A criação da unidade antidrogas do Reich coincidiu com uma grande reforma burocrática nazista, centralizando a autoridade policial em Berlim sob a responsabilidade de agências centrais contra crimes específicos. Ao todo, eram onze unidades, mas somente uma tinha a palavra “transgressão” (Vergehen) em seu nome, ao invés de crime (Verbrechen), a agência central do Reich para combate da transgressão das drogas. Após um atraso, a nova unidade foi oficialmente criada em 21 de novembro de 1935, com dezenove estações de coleta de dados e 64 postos de inteligência, com mais dois acrescentados durante a guerra. No quartel-general havia provavelmente onze policiais e funcionários administrativos. A função da nova unidade era reunir informações das várias estações policiais, manter um fichário de todos os viciados e criminosos conhecidos, coordenar esforços contra o tráfico de drogas (incluindo aí a troca de informações com outras policiais em vários países) e garantir o cumprimento da lei do Ópio de 1929 e o Decreto das Prescrições de 1930. Mas, de fato, a unidade agia mais como um parasita nas delegacias da polícia normal, extraindo informações de seus arquivos.         
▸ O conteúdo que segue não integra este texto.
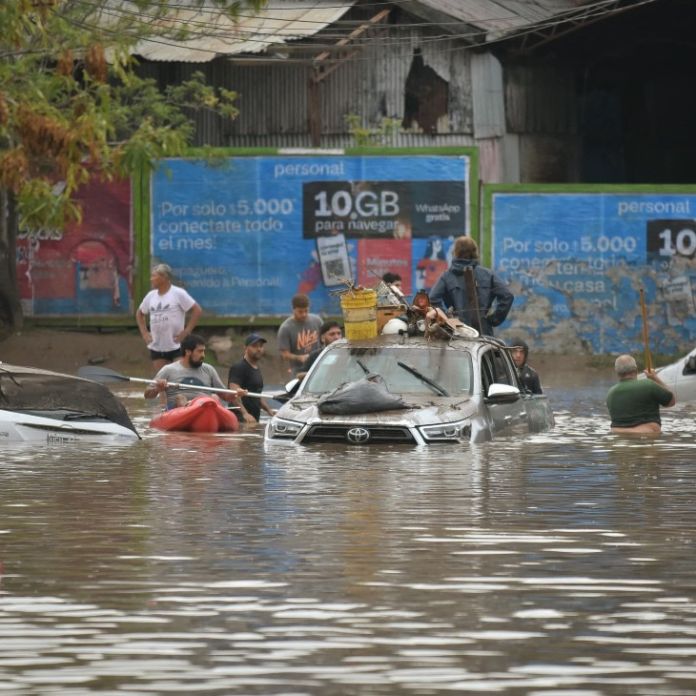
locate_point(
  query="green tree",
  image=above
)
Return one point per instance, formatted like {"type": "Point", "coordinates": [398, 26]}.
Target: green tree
{"type": "Point", "coordinates": [72, 103]}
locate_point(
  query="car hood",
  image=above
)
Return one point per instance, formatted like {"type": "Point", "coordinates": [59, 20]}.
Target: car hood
{"type": "Point", "coordinates": [425, 410]}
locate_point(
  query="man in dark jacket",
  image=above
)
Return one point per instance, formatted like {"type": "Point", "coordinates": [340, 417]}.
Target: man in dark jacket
{"type": "Point", "coordinates": [478, 297]}
{"type": "Point", "coordinates": [528, 377]}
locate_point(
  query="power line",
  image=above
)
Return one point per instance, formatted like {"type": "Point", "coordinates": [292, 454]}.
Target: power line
{"type": "Point", "coordinates": [207, 30]}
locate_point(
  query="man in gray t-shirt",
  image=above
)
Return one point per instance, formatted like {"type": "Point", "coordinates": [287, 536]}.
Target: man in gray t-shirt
{"type": "Point", "coordinates": [188, 369]}
{"type": "Point", "coordinates": [298, 335]}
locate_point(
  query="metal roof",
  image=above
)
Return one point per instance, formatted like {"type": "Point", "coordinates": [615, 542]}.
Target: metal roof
{"type": "Point", "coordinates": [211, 32]}
{"type": "Point", "coordinates": [501, 18]}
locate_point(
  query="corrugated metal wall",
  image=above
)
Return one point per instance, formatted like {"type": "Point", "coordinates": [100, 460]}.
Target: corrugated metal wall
{"type": "Point", "coordinates": [273, 99]}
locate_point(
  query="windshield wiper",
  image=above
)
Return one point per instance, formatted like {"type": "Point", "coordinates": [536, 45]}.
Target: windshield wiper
{"type": "Point", "coordinates": [362, 367]}
{"type": "Point", "coordinates": [416, 373]}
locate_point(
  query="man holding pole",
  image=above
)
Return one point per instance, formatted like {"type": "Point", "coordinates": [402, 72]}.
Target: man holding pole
{"type": "Point", "coordinates": [479, 298]}
{"type": "Point", "coordinates": [634, 404]}
{"type": "Point", "coordinates": [189, 369]}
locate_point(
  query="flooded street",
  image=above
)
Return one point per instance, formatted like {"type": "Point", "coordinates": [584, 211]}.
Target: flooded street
{"type": "Point", "coordinates": [560, 564]}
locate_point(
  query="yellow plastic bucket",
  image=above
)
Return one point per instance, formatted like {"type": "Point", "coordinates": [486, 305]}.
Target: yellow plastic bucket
{"type": "Point", "coordinates": [359, 309]}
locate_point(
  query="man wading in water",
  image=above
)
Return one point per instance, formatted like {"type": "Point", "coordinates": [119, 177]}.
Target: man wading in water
{"type": "Point", "coordinates": [634, 404]}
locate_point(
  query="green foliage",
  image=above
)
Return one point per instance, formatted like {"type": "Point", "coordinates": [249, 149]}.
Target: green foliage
{"type": "Point", "coordinates": [72, 102]}
{"type": "Point", "coordinates": [365, 136]}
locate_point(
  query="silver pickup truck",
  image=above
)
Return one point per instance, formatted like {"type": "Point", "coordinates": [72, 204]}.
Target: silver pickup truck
{"type": "Point", "coordinates": [425, 391]}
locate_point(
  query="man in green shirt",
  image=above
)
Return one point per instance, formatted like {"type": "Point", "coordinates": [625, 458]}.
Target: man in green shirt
{"type": "Point", "coordinates": [634, 404]}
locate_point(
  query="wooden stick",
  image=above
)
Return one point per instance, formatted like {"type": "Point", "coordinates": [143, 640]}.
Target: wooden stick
{"type": "Point", "coordinates": [646, 338]}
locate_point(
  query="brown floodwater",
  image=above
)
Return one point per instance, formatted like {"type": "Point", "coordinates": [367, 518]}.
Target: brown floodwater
{"type": "Point", "coordinates": [562, 563]}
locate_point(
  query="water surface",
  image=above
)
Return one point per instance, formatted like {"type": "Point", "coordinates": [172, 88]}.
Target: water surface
{"type": "Point", "coordinates": [558, 564]}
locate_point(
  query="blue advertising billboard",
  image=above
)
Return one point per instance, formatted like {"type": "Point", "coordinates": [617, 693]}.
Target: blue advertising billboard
{"type": "Point", "coordinates": [243, 234]}
{"type": "Point", "coordinates": [576, 261]}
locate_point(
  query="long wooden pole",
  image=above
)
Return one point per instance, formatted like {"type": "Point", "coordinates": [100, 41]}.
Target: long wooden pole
{"type": "Point", "coordinates": [646, 338]}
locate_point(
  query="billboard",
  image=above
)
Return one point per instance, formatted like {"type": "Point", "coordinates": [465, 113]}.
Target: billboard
{"type": "Point", "coordinates": [577, 259]}
{"type": "Point", "coordinates": [243, 234]}
{"type": "Point", "coordinates": [87, 268]}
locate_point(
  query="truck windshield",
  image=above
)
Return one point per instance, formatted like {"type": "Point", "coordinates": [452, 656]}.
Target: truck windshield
{"type": "Point", "coordinates": [450, 368]}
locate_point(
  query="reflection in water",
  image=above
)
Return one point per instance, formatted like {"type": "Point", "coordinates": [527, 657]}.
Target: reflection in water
{"type": "Point", "coordinates": [206, 564]}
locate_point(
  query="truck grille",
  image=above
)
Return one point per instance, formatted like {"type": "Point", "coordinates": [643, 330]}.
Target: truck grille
{"type": "Point", "coordinates": [339, 433]}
Gerhart Feuerstein, pertencente ao grupo de combate às drogas, erroneamente disse em uma conferência que aconteceu em Stettin em 10 de outubro de 1937 que a Lei das Medidas de Proteção e Correção permitiam aos tribunais impor a hospitalização de viciados por até três anos em um sanatório ou seis meses em um programa de reabilitação. De fato, os tribunais poderiam enviar um viciado a um sanatório por tempo indeterminado, dependendo de julgamento profissional, se o viciado estava curado ou não. Entretanto, a maioria dos sanatórios liberava seus pacientes após um tratamento de seis meses. O escritório do promotor público era responsável por manter vigilância sobre o viciado se ele retornou ou não aos velhos hábitos. Se a recaída aconteceu, não havia necessidade de uma ordem judicial adicional. De acordo com os regulamentos do escritório do promotor público, a vigilância era encerrada após cinco anos desde a última visita do paciente ao sanatório, apesar de que o escritório encerrava em geral essa atividade muito mais cedo. Estes sanatórios não eram apenas clínicas. Em algumas alas, aqueles que não se ajustariam a uma vida normal eram exterminados ou deixados para morrer de fome; mas ainda está para ser provado que os viciados eram enviados para esses locais de extermínio*.        

Jonathan Lewy é professor do Centro Richard Koebner para História Alemã na Universidade Hebraica de Jerusalém.

Nota:

* Na falta de provas materiais, assume-se que os nazistas matavam seus prisioneiros.